Director: Chloé Zhao
Cast: Jessie Buckley, Paul Mescal, Emily Watson, Joe Alwyn
Have I Seen It Before: Never. This year has run so completely away from me that, to my horror, I’m getting to see very few new release this fall. I’m almost tempted to give the film a positive review only on the fact that I could fit in a screening, not go to a theater I don’t care for, and I could get everything else done I wanted to that day.
Did I Like It: Back to the question at hand. One might be tempted to say that, for all its unflinching view of the worst possible moments in a person’s life, the entire affair ends on too happy of a note. That happiness further undercuts the film’s greatest surface strengths. Centering a film on the Agnes* Hathaway (Buckley) and Hamnet** Shakespeare
(Jacobi Jupe), figures only remembered by history for their accidental association to certain playwrights*** tells their stories for the first time is a thrilling choice. They are given dimension and vibrant life all of their own, and exist beyond the tragic footnote or the frustrating anchor that history’s hero had to overcome to become William ShakespeareTM (Mescal).
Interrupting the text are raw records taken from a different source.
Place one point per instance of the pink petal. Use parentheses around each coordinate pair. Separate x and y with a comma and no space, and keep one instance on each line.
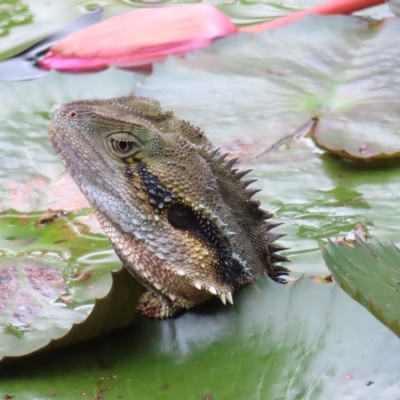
(140,37)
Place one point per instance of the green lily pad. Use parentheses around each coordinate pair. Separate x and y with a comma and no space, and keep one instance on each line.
(341,70)
(31,175)
(370,274)
(51,271)
(299,341)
But constructing the story so that they can only come to some sort of peace via the genius of their husband/father puts both characters back on the shelf where they’ve before the credits roll. This is a well-made film, with performances at the center that should receive attention at awards time.
I just wish it didn’t feel the need to put everything back the way it has been this whole time. Maybe I can move on from the ending. It helps to remember that William and Agnes hardly lived happily-ever after. But that means I have to meet the film more than halfway.
*You might know her as Anne.
**One of the big theses of the film is that spelling was less of a science and more of a moment-to-moment experience in the late-Tudor/early-Jacobean period, and it kind of all adds up, I suppose.
***Why can’t my own era be a little looser with the spelling? Because I have real opinions about how that word should be spelled.